The Answer Is Yes was composed by Irglová as a signal song for the entire tour and for the reunion of The Swell Season. Glen sings the second voice to Markéta, and throughout the concert they take turns as authors and singers and sing each other's second or accompanying voices. The music video for the song, shot in the home studio of Markéta's husband in Iceland, where Glen came with his newlywed and little son for a few days of work, but they prolonged their stay to two weeks, is also telling.

If the initial success of Hansard and Irglová was also supported by their real-life romantic relationship, then their current mutual chemistry is equally believable. They are ex-partners who have healed their wounds from a breakup and manage and want to get along amicably, cooperate and even support each other. In addition to the originality of the creative expression and the depth of the lyrical message, it is crucial for singer-songwrites to make their audience believe that what and how they sing is not just an industrial calculation. I trust these two.

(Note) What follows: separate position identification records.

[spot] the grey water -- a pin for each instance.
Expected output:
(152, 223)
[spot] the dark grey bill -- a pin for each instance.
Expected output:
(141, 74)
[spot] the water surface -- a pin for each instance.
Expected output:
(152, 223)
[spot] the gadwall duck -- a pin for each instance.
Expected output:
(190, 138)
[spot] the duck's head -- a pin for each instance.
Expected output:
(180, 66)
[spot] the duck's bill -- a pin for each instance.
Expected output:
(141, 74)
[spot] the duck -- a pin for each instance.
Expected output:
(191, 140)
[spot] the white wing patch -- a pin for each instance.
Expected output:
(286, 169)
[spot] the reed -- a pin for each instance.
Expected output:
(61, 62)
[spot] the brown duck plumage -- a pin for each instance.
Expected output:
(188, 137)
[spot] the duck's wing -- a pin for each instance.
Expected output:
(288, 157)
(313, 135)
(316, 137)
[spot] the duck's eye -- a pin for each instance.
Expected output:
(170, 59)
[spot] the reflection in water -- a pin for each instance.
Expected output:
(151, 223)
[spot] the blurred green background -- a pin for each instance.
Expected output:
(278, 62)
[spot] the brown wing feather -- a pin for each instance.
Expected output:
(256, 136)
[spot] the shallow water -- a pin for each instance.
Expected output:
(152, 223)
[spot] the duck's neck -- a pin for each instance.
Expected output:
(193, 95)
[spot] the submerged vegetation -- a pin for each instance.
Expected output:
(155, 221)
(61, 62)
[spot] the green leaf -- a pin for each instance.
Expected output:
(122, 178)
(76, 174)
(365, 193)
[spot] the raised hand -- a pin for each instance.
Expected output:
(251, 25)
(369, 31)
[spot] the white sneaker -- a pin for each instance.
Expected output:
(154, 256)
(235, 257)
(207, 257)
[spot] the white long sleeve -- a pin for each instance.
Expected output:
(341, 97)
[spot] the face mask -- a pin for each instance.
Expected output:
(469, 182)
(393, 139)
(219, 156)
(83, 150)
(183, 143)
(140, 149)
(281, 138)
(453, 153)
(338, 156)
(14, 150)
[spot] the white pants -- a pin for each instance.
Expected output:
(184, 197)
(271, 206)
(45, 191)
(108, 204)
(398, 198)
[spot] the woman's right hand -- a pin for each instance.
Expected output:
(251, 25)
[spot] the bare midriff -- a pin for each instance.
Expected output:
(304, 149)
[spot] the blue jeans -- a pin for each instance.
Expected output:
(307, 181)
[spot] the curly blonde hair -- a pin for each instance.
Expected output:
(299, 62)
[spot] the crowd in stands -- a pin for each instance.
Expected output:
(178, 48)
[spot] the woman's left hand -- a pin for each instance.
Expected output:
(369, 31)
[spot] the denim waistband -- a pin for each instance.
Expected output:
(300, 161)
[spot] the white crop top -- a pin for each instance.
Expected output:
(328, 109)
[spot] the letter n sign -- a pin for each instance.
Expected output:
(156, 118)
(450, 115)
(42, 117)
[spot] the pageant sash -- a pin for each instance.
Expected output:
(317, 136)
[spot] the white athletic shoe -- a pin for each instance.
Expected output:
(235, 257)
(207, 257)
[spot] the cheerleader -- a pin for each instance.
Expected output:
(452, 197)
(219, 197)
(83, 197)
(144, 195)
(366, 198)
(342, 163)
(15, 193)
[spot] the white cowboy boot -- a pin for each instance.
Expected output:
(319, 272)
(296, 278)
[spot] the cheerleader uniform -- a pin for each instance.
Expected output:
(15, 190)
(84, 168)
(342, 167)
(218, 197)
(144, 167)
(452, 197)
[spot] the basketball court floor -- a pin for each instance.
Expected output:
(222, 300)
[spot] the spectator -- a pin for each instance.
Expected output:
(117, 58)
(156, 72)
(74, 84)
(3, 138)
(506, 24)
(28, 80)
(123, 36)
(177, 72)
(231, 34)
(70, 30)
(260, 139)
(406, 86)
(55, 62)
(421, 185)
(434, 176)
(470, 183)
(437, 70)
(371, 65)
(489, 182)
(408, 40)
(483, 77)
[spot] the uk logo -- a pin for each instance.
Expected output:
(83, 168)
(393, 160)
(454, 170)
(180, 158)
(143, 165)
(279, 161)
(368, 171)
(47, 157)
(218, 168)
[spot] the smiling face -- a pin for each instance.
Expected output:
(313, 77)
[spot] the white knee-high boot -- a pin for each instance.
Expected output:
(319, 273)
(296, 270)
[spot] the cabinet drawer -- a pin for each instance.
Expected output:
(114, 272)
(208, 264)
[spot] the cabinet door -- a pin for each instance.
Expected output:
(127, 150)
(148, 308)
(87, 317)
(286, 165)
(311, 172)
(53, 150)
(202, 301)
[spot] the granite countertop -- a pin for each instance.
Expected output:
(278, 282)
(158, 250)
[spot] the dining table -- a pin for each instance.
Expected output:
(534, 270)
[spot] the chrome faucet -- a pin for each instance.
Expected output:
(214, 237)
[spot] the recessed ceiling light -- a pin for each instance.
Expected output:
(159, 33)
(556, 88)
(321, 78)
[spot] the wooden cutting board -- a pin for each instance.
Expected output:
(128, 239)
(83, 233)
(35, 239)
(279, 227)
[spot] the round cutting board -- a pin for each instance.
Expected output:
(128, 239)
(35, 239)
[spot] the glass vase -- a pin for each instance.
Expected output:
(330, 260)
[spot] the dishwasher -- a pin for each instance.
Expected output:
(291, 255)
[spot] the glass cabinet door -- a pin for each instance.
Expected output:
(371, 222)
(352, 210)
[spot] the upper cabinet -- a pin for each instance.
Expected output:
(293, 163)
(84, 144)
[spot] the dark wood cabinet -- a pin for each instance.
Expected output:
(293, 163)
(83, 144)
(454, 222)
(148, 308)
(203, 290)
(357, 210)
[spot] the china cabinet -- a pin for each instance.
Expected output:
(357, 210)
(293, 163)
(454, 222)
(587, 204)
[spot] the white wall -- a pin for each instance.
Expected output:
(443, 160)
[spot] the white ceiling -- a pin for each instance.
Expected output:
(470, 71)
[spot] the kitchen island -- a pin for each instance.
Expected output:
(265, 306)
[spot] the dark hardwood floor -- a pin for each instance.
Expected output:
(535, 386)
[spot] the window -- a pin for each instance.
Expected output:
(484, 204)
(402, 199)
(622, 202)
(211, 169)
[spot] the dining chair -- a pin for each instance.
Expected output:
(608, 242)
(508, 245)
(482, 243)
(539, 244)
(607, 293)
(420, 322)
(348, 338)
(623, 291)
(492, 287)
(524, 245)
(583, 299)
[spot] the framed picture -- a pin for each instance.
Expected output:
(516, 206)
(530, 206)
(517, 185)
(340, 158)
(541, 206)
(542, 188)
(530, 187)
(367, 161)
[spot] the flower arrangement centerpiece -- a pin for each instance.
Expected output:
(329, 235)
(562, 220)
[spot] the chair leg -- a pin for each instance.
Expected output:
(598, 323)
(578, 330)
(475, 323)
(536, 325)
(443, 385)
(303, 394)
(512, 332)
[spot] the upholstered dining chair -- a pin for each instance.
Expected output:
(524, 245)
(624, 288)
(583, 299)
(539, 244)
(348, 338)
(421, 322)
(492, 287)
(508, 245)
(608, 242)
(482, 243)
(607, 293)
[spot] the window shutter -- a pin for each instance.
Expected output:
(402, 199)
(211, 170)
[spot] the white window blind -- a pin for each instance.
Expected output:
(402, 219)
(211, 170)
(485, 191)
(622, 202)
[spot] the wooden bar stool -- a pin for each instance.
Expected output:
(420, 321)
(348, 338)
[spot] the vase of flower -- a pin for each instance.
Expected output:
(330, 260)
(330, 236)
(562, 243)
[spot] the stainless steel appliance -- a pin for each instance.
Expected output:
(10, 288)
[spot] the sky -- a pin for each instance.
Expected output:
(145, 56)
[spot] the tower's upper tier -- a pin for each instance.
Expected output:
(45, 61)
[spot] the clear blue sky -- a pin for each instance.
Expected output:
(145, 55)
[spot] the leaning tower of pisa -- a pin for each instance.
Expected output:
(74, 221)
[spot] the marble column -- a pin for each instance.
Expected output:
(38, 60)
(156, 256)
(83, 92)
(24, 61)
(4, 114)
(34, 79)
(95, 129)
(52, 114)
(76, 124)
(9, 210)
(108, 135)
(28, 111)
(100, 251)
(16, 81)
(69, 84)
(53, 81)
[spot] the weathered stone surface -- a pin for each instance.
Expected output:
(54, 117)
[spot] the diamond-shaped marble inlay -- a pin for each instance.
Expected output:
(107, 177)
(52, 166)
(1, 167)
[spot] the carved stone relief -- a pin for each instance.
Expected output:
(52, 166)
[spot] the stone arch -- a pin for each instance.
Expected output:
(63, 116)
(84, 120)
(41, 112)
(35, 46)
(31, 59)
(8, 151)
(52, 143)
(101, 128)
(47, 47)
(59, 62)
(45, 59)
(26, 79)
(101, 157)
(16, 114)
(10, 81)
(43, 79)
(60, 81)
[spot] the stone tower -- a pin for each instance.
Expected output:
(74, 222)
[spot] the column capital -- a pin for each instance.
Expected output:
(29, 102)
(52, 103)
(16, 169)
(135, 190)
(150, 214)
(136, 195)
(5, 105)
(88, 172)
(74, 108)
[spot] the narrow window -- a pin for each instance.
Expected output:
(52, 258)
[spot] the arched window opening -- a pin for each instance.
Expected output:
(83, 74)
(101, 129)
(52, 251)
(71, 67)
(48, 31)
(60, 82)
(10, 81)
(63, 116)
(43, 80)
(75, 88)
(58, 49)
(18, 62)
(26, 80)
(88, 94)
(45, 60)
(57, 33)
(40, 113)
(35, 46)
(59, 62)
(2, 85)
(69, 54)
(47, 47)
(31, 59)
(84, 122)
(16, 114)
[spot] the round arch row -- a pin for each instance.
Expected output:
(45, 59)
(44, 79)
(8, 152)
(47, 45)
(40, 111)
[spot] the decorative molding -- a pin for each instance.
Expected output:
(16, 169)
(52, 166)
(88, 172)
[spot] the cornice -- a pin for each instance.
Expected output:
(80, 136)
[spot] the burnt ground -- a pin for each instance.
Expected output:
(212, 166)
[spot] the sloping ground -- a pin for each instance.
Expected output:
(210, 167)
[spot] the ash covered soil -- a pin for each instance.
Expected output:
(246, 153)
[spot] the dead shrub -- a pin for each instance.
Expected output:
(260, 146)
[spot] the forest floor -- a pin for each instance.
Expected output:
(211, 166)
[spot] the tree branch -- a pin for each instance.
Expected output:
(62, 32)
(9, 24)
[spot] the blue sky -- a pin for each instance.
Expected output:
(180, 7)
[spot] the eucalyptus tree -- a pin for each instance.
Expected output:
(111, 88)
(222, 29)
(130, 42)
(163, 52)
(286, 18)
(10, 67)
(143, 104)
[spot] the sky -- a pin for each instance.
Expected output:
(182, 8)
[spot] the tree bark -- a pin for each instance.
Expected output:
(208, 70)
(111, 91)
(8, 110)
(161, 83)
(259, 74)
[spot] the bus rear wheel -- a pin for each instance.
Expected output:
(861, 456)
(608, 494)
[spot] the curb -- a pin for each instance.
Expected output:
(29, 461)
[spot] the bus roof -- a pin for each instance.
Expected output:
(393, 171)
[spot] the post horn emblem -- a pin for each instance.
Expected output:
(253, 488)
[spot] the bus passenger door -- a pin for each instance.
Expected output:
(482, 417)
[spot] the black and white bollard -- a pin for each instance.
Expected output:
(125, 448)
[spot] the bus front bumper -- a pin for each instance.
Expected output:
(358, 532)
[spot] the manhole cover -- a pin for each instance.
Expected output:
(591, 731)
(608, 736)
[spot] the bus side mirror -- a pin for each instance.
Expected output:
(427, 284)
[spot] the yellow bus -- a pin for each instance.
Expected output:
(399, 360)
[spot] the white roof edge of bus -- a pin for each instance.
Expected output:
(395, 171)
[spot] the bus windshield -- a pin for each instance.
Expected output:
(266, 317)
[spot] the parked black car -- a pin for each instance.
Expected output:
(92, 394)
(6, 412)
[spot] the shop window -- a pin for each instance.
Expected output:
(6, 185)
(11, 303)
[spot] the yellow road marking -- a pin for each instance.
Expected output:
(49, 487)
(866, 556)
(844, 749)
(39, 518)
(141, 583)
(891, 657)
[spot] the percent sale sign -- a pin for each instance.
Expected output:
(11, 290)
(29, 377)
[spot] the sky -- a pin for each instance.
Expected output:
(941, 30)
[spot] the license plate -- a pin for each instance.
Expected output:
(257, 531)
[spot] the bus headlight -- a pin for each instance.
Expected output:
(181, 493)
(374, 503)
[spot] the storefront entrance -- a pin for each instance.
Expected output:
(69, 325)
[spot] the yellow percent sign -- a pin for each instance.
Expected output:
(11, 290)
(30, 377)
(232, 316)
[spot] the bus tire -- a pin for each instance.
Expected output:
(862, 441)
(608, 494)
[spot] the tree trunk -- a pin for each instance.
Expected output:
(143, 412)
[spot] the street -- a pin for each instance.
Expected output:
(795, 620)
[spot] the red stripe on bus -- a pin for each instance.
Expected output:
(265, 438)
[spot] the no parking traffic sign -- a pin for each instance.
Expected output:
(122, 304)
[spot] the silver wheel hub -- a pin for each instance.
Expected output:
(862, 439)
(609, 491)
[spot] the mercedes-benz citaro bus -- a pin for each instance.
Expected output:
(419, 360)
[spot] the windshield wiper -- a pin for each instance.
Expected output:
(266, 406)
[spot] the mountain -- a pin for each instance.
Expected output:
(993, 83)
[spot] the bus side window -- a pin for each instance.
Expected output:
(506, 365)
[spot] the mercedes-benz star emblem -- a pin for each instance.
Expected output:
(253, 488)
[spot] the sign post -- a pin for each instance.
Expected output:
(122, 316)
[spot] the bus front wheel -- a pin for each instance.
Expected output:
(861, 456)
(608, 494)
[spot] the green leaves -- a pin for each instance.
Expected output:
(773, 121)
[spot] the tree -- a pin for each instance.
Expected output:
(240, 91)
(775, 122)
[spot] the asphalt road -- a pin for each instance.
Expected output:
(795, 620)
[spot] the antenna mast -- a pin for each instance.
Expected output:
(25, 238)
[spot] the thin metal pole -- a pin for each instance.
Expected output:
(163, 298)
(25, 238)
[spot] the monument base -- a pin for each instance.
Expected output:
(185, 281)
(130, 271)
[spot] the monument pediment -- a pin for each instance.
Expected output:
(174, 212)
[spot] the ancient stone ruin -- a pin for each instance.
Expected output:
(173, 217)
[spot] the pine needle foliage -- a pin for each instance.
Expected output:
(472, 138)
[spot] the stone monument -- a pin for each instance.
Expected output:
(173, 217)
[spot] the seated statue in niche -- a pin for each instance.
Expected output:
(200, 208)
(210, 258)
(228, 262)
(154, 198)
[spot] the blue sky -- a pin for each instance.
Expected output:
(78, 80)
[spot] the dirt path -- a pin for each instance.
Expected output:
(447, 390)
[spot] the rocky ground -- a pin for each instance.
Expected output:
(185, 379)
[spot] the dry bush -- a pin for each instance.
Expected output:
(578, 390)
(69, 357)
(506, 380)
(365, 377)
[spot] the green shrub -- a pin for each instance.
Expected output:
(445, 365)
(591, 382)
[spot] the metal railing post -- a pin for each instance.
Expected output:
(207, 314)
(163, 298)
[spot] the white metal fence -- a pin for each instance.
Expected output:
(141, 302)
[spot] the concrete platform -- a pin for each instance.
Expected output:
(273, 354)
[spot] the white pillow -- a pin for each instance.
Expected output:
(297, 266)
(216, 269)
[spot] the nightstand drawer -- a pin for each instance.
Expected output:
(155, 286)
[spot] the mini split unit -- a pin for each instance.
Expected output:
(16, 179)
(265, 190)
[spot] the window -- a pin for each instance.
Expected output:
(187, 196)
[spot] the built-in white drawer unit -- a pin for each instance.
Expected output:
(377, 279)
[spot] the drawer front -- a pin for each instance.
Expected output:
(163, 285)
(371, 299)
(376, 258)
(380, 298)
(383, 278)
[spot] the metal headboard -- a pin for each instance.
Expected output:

Hansard is a great rocker, whose performance of his own and borrowed works ignites him until he catches fire on stage with a bright flame. In the Orpheum Theatre, he demonstrated it best in his cult song When Your Mind's Made Up or, at the end, with boyish joy in a cover version of early metal ACDC song.

Strong moments were also his emotional performance of his song The Moon, of the Frames classic called Fitzcarraldo, or a stylish reminder of his busker beginnings when he performed the song Say It to Me Now solo without microphones.

Irglová surprised most of the audience with a selection from her extensive songwriting, including a touching song I Leave Everything To You she had written during this American tour. She also impressed with how she moved against the original The Swell Season in terms of authorship and singing expression.

One of her oldest songs, If You Want Me, gained a new meaning with the author's gradually acquired insight and experience. Irglová herself briefly commented that the song evolved with her as she transformed from a girl to a woman. Her highlight of the evening for me was My Roots Go Deep, a song about building confidence and self-awareness: "I'm a tall and strong tree, I can weather any storm".

Together, Hansard and Irglová sung a thunderously applauded cover of Van Morrison's most famous song Into the Mystic. Guest Olivia Vedder reminded that she is her Father's Daughter (Eddie Vedder´s) by the song of the same name. The expected highlight for everyone was the brilliantly performed Oscar-winning Falling Slowly. For the last five songs, the audience got up from the theater seats and enthusiastically enjoyed the finale of a successful evening.

This year's American tour of Irglová and Hansard was exceptional in the context of Czech popular music. Jan Hammer achieved a similar, albeit sole, success in the USA, when his electro-rock soundtrack for the TV series Miami Vice Theme reached number one on the Billboard Hot 100 chart in 1985.

In the first era of The Swell Season, only one singer-songwriter came close to Irglová's fame in the USA: Czech-Australian Lenka (real name Lenka Křipáč) with her hits The Show and Everything at Once, which was known to every user of the new Windows 8. Current indie pop star Caroline Polachek has Slovak roots.

Markéta Irglová is Ester Ledecká of Czech pop music. She is the first Czech artist to sell out and continue to sell out prestigious concert halls during a several-week tour across the US and Europe without following the usual path to domestic success.